There is currently no mandatory cooling-off period between when insiders or issuers adopt or modify 10b5-1 plans and when they make their first trade, though prior to the SEC’s recent rulemaking focus, market practice had evolved such that practitioners would recommend, and brokers typically would require, some waiting period, typically a minimum of one to two months. The SEC proposes to establish a mandatory cooling-off period of at least 120 days for directors and Section 16 officers between adoption or modification of a 10b5-1 plan and the date on which trading can begin or resume under the plan. The SEC notes that a 120-day cooling-off period would span an entire quarter, meaning that no trading could occur under a 10b5-1 plan adopted during a particular quarter until after that quarter’s financial results are announced, which would largely prevent insiders from capitalizing on unreleased MNPI for the upcoming quarter.

Under the proposal, any modification or amendment to an existing plan (including the cancelation of one or more trades) is deemed equivalent to terminating the plan in its entirety and adopting a new plan, thereby restarting the applicable cooling-off period before any new trades could begin. The proposal does not limit modifications to those that are material to the plan or provide any de minimis modification exception.
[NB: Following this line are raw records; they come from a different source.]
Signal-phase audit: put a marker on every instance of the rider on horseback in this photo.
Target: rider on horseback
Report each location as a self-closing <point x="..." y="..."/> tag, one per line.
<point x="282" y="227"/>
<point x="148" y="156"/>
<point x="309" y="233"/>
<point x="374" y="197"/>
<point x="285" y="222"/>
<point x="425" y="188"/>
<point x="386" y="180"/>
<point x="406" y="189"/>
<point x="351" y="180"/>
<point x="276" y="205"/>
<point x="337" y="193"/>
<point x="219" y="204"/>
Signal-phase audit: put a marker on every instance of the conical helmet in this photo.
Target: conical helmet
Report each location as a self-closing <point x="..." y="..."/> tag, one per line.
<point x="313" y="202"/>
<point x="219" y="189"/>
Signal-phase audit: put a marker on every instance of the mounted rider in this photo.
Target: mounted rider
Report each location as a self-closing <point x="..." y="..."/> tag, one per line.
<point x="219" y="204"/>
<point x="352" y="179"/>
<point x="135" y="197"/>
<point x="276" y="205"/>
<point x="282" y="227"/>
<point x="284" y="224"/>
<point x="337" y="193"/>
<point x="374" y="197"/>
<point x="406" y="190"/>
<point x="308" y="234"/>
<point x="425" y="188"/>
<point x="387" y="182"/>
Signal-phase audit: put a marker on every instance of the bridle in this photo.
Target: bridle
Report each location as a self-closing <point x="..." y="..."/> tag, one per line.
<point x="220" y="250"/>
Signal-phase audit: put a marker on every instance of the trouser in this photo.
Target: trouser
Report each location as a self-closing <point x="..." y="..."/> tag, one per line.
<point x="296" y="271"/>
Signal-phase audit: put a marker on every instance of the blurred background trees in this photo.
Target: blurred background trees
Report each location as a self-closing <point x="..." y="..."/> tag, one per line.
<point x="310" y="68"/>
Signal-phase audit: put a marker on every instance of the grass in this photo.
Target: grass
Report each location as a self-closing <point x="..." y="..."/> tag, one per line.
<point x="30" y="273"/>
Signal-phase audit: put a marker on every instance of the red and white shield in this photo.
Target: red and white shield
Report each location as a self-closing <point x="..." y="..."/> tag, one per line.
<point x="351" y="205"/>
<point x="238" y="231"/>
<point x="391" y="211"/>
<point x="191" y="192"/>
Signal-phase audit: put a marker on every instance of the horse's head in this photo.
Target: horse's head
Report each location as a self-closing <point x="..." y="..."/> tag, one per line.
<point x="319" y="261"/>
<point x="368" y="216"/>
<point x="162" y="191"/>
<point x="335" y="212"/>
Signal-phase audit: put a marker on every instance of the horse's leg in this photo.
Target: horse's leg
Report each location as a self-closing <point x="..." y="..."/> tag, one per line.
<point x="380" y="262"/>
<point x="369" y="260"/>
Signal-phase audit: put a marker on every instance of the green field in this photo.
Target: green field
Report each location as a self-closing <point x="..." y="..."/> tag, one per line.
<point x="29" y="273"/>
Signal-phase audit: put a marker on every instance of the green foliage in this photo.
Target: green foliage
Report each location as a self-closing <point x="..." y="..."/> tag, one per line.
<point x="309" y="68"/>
30-Day Cooling-Off Period for Issuers

The SEC proposes to establish a mandatory cooling-off period of at least 30 days for issuers that use 10b5-1 plans in their share repurchase programs (there is often no waiting period in current practice).
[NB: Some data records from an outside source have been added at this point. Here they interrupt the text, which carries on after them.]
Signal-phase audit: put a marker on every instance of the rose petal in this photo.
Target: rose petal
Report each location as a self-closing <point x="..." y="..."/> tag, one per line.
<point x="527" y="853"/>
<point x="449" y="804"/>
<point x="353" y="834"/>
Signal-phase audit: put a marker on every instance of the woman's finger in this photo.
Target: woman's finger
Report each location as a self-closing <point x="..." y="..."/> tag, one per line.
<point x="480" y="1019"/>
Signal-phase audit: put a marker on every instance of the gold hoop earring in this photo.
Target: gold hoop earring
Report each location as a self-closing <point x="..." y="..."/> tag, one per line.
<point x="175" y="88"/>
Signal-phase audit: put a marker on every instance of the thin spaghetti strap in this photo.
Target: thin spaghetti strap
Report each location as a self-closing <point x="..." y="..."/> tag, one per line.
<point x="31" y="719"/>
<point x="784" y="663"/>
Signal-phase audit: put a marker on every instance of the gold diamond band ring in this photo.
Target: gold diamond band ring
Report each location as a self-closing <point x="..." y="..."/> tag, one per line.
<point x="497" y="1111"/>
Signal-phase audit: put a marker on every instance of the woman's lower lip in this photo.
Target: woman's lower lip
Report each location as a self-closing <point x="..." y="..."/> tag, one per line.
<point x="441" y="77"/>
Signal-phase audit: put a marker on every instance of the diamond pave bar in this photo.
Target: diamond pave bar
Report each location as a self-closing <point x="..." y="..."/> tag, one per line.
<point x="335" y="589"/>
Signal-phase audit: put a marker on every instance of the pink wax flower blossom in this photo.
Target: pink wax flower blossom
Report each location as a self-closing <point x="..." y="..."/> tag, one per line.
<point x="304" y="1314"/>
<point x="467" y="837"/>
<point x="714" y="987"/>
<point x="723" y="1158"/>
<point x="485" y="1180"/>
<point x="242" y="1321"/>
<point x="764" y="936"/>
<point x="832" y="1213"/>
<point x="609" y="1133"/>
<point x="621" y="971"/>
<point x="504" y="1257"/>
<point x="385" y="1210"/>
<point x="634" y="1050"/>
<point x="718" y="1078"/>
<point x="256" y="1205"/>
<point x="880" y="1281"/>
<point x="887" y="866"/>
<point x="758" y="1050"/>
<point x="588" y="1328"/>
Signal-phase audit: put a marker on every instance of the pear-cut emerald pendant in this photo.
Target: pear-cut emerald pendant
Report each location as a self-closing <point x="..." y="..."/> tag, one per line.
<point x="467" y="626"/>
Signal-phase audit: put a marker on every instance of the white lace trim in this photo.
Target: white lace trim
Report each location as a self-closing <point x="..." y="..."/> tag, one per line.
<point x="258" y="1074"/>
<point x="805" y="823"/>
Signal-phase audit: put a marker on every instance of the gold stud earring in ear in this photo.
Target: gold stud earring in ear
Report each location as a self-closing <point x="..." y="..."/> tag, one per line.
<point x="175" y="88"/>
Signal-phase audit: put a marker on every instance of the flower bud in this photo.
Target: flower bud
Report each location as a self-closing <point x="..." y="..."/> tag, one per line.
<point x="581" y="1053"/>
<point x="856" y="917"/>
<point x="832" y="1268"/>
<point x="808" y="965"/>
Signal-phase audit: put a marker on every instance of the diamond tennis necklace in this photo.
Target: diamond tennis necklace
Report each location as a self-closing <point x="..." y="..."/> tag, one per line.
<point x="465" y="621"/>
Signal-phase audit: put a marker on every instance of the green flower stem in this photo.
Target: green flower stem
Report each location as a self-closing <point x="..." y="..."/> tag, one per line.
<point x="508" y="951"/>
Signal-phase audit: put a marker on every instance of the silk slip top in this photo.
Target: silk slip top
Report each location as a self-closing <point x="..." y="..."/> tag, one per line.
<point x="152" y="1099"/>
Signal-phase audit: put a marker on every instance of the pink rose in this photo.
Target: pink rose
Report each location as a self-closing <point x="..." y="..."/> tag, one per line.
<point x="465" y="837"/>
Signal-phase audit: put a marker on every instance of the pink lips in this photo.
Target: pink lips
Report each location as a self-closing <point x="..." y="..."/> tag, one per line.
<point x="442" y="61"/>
Director and Officer Certification

If a director or Section 16 officer adopts or modifies a 10b5-1 plan, the proposed amendments would require that, on the date of adoption or modification, they “promptly” furnish to the issuer a written certification stating that (i) they are not aware of MNPI about the issuer or its securities and (ii) they are adopting the plan in good faith and not as part of a plan or scheme to evade the prohibitions of the rule. Although the certification would not need to be filed with the SEC, the director or officer would be expected to retain a copy for ten years. The SEC notes that the proposed certification would not establish an independent basis for liability under the Exchange Act (though this is not explicitly stated in the proposed rule text); rather, the proposed certification requirement is intended to “underscore the certifiers’ awareness of their legal obligations under the federal securities laws related to the trading in the issuer’s securities.” A certification would not be required where a director or officer terminates an existing 10b5-1 plan without adopting a new or modified plan.
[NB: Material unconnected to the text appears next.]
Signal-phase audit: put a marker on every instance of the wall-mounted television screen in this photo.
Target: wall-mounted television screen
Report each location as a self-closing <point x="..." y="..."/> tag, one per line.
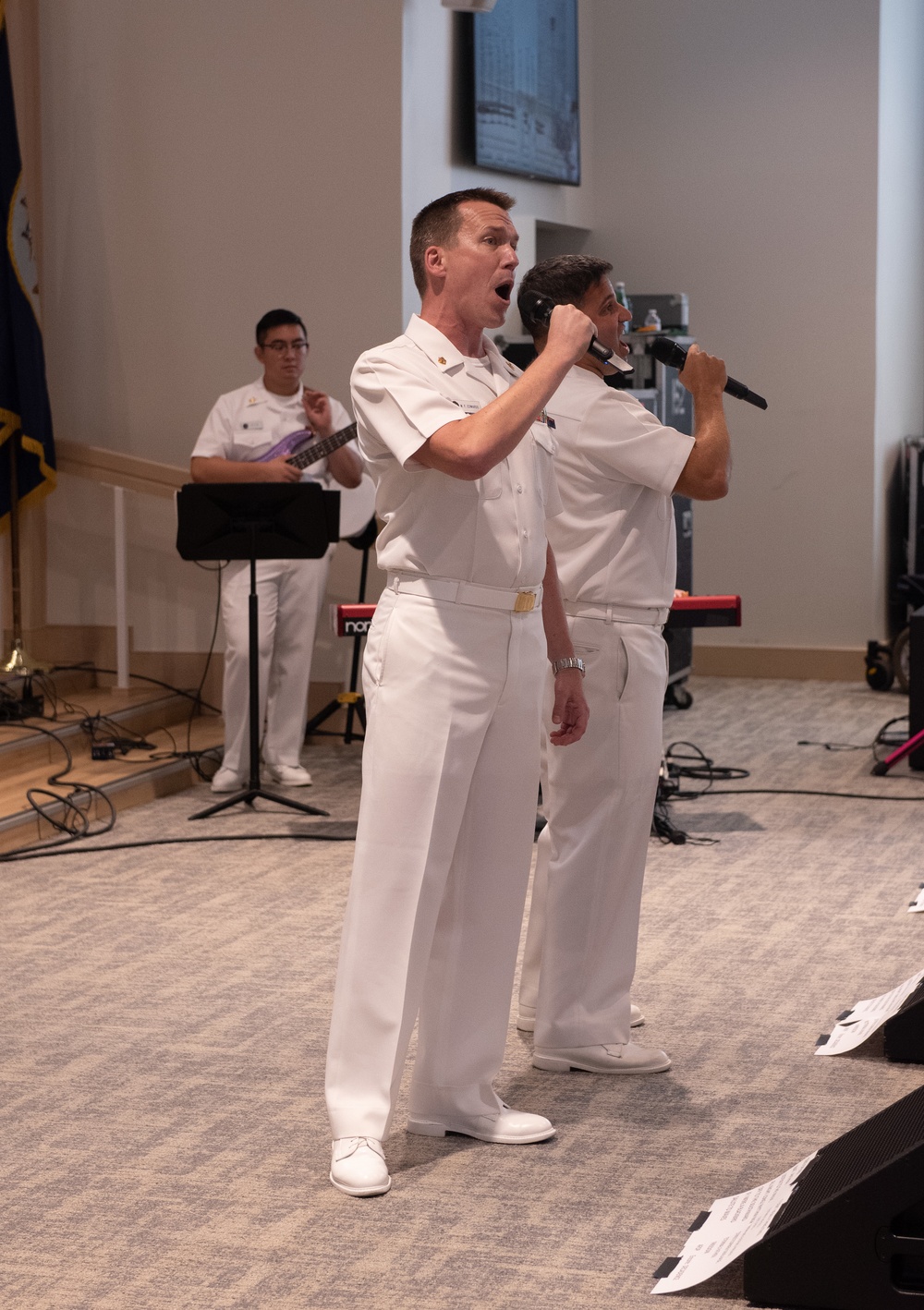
<point x="526" y="90"/>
Prohibition on Overlapping Plans

There are currently no limits on the number of plans insiders may establish and employ. Chair Gensler has observed that “[w]ith the ability to enter into multiple plans, and potentially to cancel them, insiders might mistakenly think they have a ‘free option’ to pick amongst favorable plans as they please.” The proposed amendments would prohibit multiple overlapping 10b5-1 plans for open-market trades in the same class of securities. Transactions where an insider acquires securities directly from the issuer, such as through participation in employee stock ownership or dividend reinvestment plans, would not be considered a prohibited overlapping plan. The SEC notes that although participation in these programs is sometimes effected through 10b5-1 plans, transactions directly with the issuer are less likely to give rise to insider trading.

Limitation on Single-Trade Plans

The proposal would limit single-trade plans (which permit only one trading event) to one such plan during any consecutive 12-month period. The SEC notes that, according to recent research, single-trade plans are consistently loss-avoiding and often precede stock price declines, which suggests that insiders using single-trade plans may be executing trades based on MNPI. The proposed limitation is intended to balance legitimate use of such plans, such as to address one-time liquidity needs, against the potential for abuse.

Expansion of Good Faith Requirement

The SEC proposes to amend the existing requirement that a 10b5-1 plan be entered into in good faith to further require that the plan also be operated in good faith in order to “help deter fraudulent and manipulative conduct and enhance investor protection throughout the duration of the trading [plan].” The SEC explains that this proposed amendment is intended to clarify that the affirmative defense to insider trading liability would not be available to a trader that improperly cancels or amends a plan, or uses its influence to manipulate the timing of corporate disclosures, such as by delaying or accelerating the announcement of MNPI, to benefit its trades under a plan.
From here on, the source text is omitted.